Le ministre de la transition écologique et de la cohésion des territoires a présenté un mémoire en défense enregistré le 6 octobre 2022 par lequel il conclut au rejet de la requête.
Il soutient qu'aucun des moyens soulevés par la société requérante n'est fondé.
Le ministre des armées a présenté des observations par un mémoire enregistré le 23 avril 2024.
Le préfet de la Moselle a présenté un mémoire en défense enregistré le 7 aout 2024 par lequel il conclut au rejet de la requête.
Il soutient qu'aucun des moyens soulevés par la société requérante n'est fondé.
Vu les autres pièces du dossier.
Vu :
- le code de l'aviation civile ;
- le code de l'environnement ;
- le code de justice administrative.
Les parties ont été régulièrement averties du jour de l'audience.
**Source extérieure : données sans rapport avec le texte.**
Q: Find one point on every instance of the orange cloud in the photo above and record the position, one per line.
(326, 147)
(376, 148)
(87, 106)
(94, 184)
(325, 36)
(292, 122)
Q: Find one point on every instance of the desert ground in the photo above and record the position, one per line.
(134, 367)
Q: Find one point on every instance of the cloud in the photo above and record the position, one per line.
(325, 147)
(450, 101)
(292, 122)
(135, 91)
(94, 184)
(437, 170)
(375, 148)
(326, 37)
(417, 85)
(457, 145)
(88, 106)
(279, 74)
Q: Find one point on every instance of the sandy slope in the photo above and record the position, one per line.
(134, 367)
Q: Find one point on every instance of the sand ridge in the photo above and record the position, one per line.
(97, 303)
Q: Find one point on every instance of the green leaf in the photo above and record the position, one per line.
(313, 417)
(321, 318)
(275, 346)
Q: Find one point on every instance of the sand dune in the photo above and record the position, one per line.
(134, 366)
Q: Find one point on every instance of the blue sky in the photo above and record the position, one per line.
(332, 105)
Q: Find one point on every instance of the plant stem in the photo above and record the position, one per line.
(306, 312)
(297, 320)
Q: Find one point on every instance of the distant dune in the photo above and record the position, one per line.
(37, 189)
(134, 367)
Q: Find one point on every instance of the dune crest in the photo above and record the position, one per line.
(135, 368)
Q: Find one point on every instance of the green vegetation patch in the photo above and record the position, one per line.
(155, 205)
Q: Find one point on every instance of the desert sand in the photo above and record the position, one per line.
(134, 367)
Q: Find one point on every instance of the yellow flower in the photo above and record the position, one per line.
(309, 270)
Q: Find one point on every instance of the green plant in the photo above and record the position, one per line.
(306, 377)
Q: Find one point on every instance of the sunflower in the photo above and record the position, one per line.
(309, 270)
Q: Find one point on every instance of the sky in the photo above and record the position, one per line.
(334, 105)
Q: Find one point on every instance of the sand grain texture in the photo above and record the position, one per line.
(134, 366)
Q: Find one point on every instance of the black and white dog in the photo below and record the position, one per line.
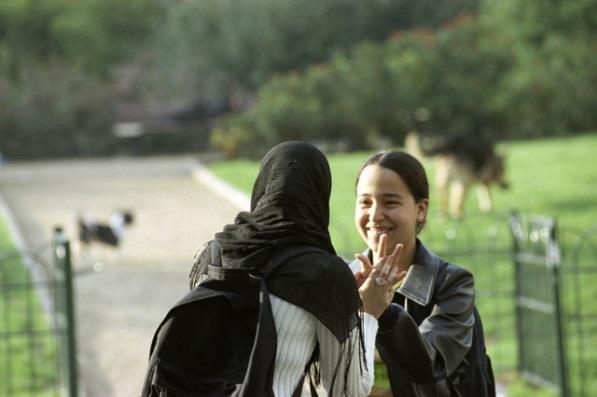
(108, 233)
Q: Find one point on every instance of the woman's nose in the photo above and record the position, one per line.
(375, 213)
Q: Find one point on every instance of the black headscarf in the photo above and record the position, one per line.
(290, 207)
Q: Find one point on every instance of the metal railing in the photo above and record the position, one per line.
(37, 329)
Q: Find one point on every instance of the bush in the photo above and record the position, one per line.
(58, 113)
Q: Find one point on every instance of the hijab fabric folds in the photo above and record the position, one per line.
(290, 207)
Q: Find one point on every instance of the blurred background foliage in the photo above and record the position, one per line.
(242, 75)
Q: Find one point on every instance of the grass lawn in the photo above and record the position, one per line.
(554, 177)
(27, 347)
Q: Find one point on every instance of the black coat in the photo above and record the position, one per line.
(431, 337)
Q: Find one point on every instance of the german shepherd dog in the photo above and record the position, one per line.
(461, 161)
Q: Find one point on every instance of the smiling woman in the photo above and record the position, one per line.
(430, 337)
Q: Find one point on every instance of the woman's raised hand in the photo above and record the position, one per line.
(376, 282)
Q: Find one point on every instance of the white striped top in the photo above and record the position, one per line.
(298, 332)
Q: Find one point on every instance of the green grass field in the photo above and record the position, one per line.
(27, 348)
(553, 177)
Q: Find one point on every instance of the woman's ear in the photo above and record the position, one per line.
(422, 207)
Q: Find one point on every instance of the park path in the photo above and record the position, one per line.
(119, 307)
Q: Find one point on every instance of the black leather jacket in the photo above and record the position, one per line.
(425, 335)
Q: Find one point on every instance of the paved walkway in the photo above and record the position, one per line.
(119, 307)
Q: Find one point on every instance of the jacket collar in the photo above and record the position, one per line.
(420, 279)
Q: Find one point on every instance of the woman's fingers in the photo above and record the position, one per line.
(391, 262)
(366, 266)
(381, 247)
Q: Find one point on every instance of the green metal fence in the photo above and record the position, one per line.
(537, 261)
(37, 354)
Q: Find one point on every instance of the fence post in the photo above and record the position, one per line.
(66, 311)
(538, 309)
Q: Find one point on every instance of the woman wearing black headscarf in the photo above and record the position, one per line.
(309, 308)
Ont été entendus au cours de l'audience publique :
- le rapport de Mme Guidi, présidente,
- les conclusions de Mme Antoniazzi, rapporteure publique,
- et les observations de Me Halot pour la société du parc éolien de Bréhain.
Une note en délibéré, enregistrée le 17 janvier 2025, a été présentée pour la société du parc éolien de Bréhain.
Considérant ce qui suit :
1. Le 7 mars 2019, la société du parc éolien de Bréhain a déposé une demande d'autorisation environnementale pour un projet de parc éolien composé de quatre aérogénérateurs et d'un poste de livraison sur le territoire des communes de Bréhain, Château-Bréhain et Dalhain dans le département de la Moselle. Par un arrêté du 11 octobre 2021 dont la société du parc éolien de Bréhain demande l'annulation, le préfet de la Moselle a rejeté sa demande d'autorisation environnementale.
Sur les conclusions à fin d'annulation :
2. Aux termes de l'article R. 181-32 du code de l'environnement : " Lorsque la demande d'autorisation environnementale porte sur un projet d'installation de production d'électricité utilisant l'énergie mécanique du vent, le préfet saisit pour avis conforme : 1° Le ministre chargé de l'aviation civile : (...) / 2° Le ministre de la défense (...) " et de l'article R. 244-1 du code de l'aviation civile : " A l'extérieur des zones grevées de servitudes de dégagement en application du présent titre, l'établissement de certaines installations qui, en raison de leur hauteur, pourraient constituer des obstacles à la navigation aérienne est soumis à une autorisation spéciale du ministre chargé de l'aviation civile et du ministre de la défense. / Des arrêtés ministériels déterminent les installations soumises à autorisation ainsi que la liste des pièces qui doivent être annexées à la demande d'autorisation. L'autorisation peut être subordonnée à l'observation de conditions particulières d'implantation, de hauteur ou de balisage suivant les besoins de la navigation aérienne dans la région intéressée ".
3. Premièrement, aux termes de l'article R. 181-33 du code de l'environnement : " Les avis prévus par les articles R. 181-21 à R. 181-32 sont, sauf disposition contraire prévue dans la présente sous-section et sous réserve des dispositions de l'article R. 181-53-1, rendus dans un délai de quarante-cinq jours à compter de la saisine de ces instances par le préfet. Ils sont réputés favorables, sauf disposition contraire prévue dans la présente sous-section, au-delà du délai dans lequel ils auraient dû être rendus ".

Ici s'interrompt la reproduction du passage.